Director Kevin Kerslake talks with ATM about his new documentary Bad Reputation. The documentary is centered around the ups and downs of Rock ‘n’ Roll singer Joan Jett career. With the film heavily inspired by the music of Joan.
ATM: What does this film observe about the rock culture during Joan Jett’s time?
KK: Joan spans over a lot of eras. The era she first started in was definitely male dominated. This has not changed that much. There has been a little more female pop artists. These are people who are already a part of our culture. Her cracking into the rock world was endlessly difficult. It felt like men and women were threatened by a woman who wanted to plug in and own her place in the universe. She did not do what was expected of her. Joan broke in during an era that was heavily acoustic. All the females were singer and songwriters. All the other females did not have that alpha dog aspect to them. Joan plays this role and people still find it threatening. Her popularity is definitely a testimony that people do respond to it. It seems to be an endless struggle in terms of what is going on in politics today.
ATM: Why a documentary on Joan Jett?
KK: Joan’s story is so epic and cinematic. All the stars aligned where it came time to do her story. A lot of these issues had to go next level in terms of music and politics in our culture. There was this implication to tell this story and the topics. There was a need to touch upon the story she experienced throughout her life. She was defiant and persistent. This is a story for all ages. I was honored to be the one to tell it.
ATM: Express the moments in editing.
KK: Documentaries often start in the editing room. You see what exist with a lot of parts in the story. There is a lot of reading. You decide the people who you want to interview once you have a grasp of the material and the story you want to tell. They check in to see the battle plan and what the story needs. There are a lot of phone calls to get people on board. You are talking to people about things that will end up in the film while a camera is in your hand. It is pretty erratic with a documentary in terms what you are doing.
ATM: How did this film teach you more about women needing equality?
KK: It should be an even playing field. We are conditioned to know there are more male artists than female artists. This is not more of the amount of the material created by men and women. It is a lot more even. The world is made up evenly of both sexes. It is fucked up that over 80-90% of music is sold by men.
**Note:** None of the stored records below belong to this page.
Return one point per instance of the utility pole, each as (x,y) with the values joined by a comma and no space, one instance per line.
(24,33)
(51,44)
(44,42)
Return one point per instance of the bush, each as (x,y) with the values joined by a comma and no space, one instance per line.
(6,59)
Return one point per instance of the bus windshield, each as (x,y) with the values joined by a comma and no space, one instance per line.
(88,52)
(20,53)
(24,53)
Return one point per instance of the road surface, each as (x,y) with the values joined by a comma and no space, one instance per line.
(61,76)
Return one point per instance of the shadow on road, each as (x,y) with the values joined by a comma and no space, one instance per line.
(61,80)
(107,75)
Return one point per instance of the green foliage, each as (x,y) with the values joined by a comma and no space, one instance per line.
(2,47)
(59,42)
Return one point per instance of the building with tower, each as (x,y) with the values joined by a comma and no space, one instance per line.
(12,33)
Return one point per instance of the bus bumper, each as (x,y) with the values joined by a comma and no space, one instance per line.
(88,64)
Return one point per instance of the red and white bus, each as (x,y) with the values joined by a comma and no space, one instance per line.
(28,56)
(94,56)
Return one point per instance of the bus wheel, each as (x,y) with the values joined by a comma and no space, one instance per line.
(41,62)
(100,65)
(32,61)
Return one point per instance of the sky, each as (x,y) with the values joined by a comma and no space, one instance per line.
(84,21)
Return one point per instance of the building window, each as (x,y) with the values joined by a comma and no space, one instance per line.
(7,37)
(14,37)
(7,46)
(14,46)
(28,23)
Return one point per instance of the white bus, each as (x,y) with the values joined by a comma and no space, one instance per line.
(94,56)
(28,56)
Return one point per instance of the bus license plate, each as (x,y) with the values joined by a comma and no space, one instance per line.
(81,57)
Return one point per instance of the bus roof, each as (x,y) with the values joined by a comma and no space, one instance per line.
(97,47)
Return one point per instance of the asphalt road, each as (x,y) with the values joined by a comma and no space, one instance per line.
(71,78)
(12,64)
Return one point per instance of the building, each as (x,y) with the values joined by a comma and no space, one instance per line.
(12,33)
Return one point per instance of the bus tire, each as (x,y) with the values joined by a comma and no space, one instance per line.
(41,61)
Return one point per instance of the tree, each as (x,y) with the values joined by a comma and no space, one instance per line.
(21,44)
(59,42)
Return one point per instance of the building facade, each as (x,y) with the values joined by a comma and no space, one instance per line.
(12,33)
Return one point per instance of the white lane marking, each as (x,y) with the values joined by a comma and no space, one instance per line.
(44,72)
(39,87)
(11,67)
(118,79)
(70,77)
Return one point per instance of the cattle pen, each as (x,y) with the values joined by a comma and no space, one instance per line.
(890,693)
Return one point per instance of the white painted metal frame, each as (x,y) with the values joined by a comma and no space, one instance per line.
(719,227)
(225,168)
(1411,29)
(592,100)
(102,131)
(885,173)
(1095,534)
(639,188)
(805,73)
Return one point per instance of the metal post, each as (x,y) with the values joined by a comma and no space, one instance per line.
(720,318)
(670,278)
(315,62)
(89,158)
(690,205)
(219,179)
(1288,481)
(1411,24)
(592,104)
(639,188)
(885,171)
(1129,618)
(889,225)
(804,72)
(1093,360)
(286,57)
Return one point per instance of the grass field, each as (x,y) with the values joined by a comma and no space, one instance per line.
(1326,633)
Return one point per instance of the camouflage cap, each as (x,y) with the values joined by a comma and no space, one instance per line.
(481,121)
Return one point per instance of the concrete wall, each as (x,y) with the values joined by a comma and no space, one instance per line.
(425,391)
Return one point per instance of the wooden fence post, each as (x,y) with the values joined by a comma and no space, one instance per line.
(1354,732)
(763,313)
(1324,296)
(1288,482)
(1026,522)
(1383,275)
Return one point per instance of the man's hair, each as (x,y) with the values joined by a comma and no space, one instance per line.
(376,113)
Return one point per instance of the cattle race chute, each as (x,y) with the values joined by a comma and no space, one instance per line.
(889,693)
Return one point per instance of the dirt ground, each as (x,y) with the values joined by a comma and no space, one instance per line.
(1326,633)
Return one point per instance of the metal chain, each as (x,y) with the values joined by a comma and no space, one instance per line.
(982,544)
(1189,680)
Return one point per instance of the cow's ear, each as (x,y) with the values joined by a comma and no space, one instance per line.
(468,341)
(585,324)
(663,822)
ATM: What about her daily routine or beliefs spoke to you?
KK: Joan stuck to her guns and knew what she wanted to do. She was put on the planet to do one thing. As someone said in the film, “she has Rock ‘n’ Roll in her DNA.” Everyone should be doing this even if it is a career or hobby. You should nourish life on this planet. Certain things do not allow this such as economical cultures. Joan was persistent and sticking to her guns about doing this. It is a big aspect of her game.
ATM: Name one song from the Runaways that you learned or connected with.
KK: Cherrybomb is awesome. I like the song Wasted. This was written when Joan left the band. She comes into her front woman duties. Joan sings it with a great snarly voice. This was a point in time when Joan came into her own. She had a lot of success before this. This song was emblematic at the time to turn on the jets and really took off.
ATM: How can a man perceive Joan singing during a male-dominated period?
KK: I would hope men have respect for her. We all have respect for her doing this. I would love for men to say, “Fuck yeah girl.” This is how it should be. You have to have respect for someone who put this much devotion into their craft and talent. A lot of people are just threatened by this with a woman singing at this command. I come from a world of music and everyone had a lot of respect for her.
ATM: What is your background in music?
KK: I stuck my teeth in music videos. I come to from a music family. My grandfather was a music composer and wrote pop standards in the early 20th century. I played in garage bands that never got out of the garage. I still really love putting the film to music. I got out of film school when music videos on T.V. where coming onto the screen. I got pulled into working in this medium with amazing bands. I have always been around bands and music. I love to express this love for music and championing it for change. There is not a better world to play in than this.